People care about origins. A lot. The difference between a baseball used to break a record and an ordinary baseball is millions, an authentic painting and a forgery tens of millions. And your original stuffed animal versus a replacement, well, that’s priceless.
This is why Todd McFarlane paid 3 million dollars for Mark McGwire’s home run ball, why Han van Meegeren’s forgery of Vermeer’s Christ with the Woman Taken in Adultery hangs in a small gallery in Greenwich, Connecticut, and why two-year-olds erupt into tantrums when mom tries convincing them that their new stuffed animal is same as their old one.
It also helps us explain the power of labels. People prefer Perrier and expensive bottles of wine even though studies show that most people cannot identify tap water from Perrier water or 10 dollar wine from 90 dollar wine in blind taste tests. One experiment even showed that kids prefer carrots from McDonald’s bags. How we taste greatly depends on what we think we’re tasting and where we think it came from.

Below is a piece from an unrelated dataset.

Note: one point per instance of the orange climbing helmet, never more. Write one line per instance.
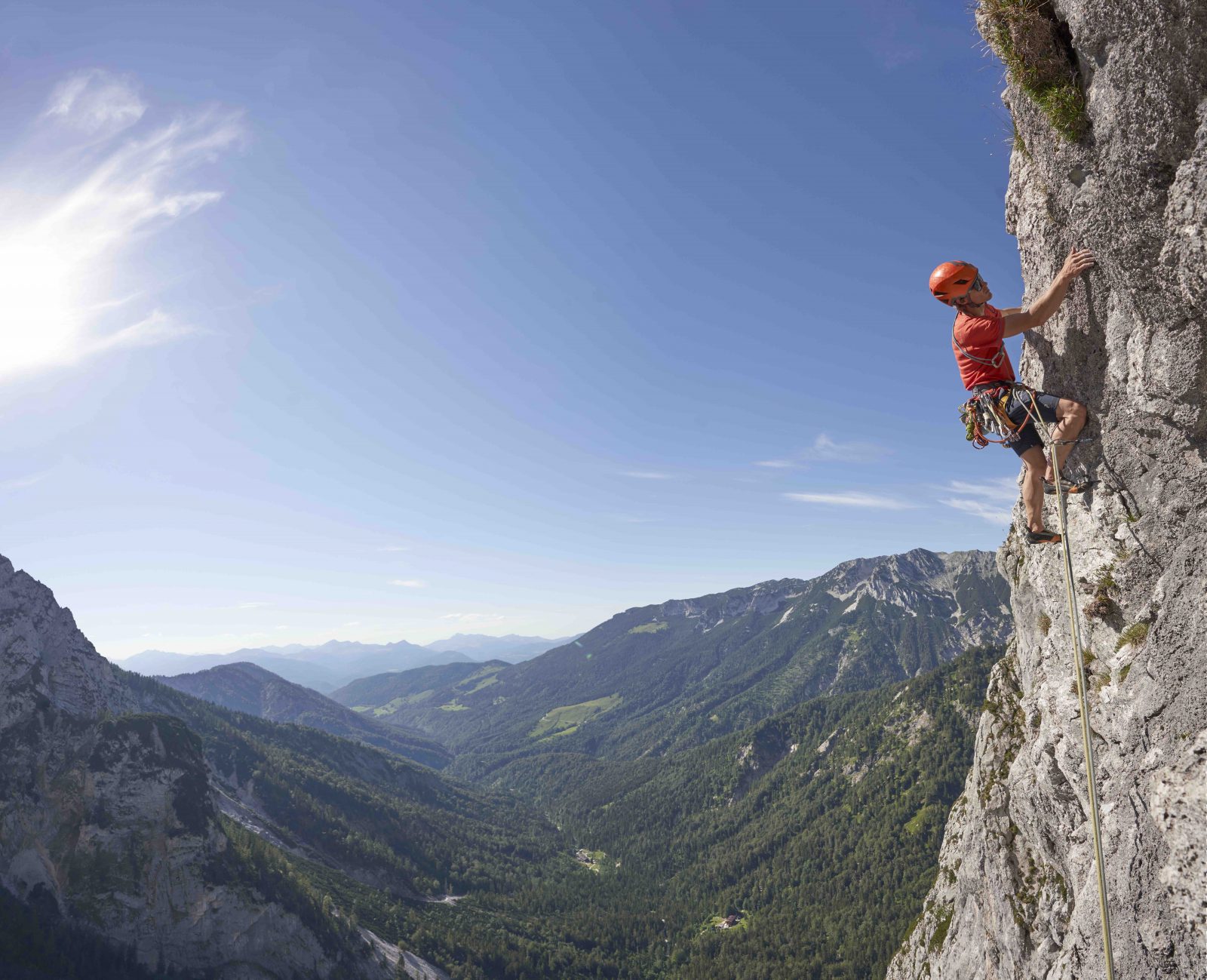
(953, 280)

We care about origins because we are essentialists. We pay special attention to the history of an object – who touched it, where it has been, and what its purpose was, its essence. We subscribe to, as Paul Bloom explains, “the notion that things have an underlying reality or true nature that one cannot observe directly and it is this hidden nature that really matters.”
Bloom tells the dark story of the art collector and Nazi Hermann Goering. Goering’s prized possession was Johannes Vermeer’s Christ with the Woman Taken in Adultery, which he acquired in exchange for 137 paintings worth about $10 million (in today’s dollars). Unfortunately, Goering discovered at the Nuremberg trails that his Vermeer was actually a forgery done by Dutch painter Han van Meegeren. Upon hearing the news Goering’s biographer said he looked, “as if for the first time he had discovered there was evil in the world.”
This brings me to a new study out of Oxford University by Mengfei Huang, Holly Bridge, Martin Kemp and Andrew Parker. Their experiment was simple enough: 14 subjects were placed in an fMRI machine and given the following instructions:
In this experiment you will see a sequence of 50 Rembrandt paintings. Before each image appears, an audio prompt will announce whether the upcoming painting is ‘authentic’ or a ‘copy’ (Please see background for further information on copies). A blank screen will appear for a few seconds after each image to allow you to relax your gaze.
Here was the catch. Half of the participants were told that the authentic Rembrandts were actually forgeries and vice versa. The swap was designed to give scientists an opportunity to distinguish neural responses generated by the art itself and the attribution of the art.
I’ll leave it to Jonah Lehrer to explain the results:
The first thing the researchers discovered is that there was no detectable difference in the response of visual areas to Rembrandt and “school of Rembrandt” works of art… it’s not exactly surprising that such similar paintings would elicit virtually identical sensory responses. It takes years of training before critics can reliably discern real Rembrandt from copies. And even then there is often extensive disagreement, as the 1995 Metropolitan show demonstrates.
However, the scientists did locate a pattern of activity that appeared whenever a painting was deemed to be authentic, regardless of whether or not it was actually “real.” In such instances, subjects showed a spike in activity in the orbitofrontal cortex, a chunk of brain just behind the eyes that is often associated with perceptions of reward, pleasure and monetary gain. (According to the scientists, this activation reflects “the increase in the perceived value of the artwork.”) Interestingly, there was no difference in orbitofrontal response when the stamp of authenticity was applied to a fake Rembrandt, as the brain area responded just as robustly. The quality of art seemed to be irrelevant.
We want to believe, as Lehrer concludes, that pleasure is simple but there is obviously much more to it than that. The brain is a myriad of neural connections, most of which are unconscious, and a full neurological description of how something like a Rembrandt gives us pleasure is a long way off.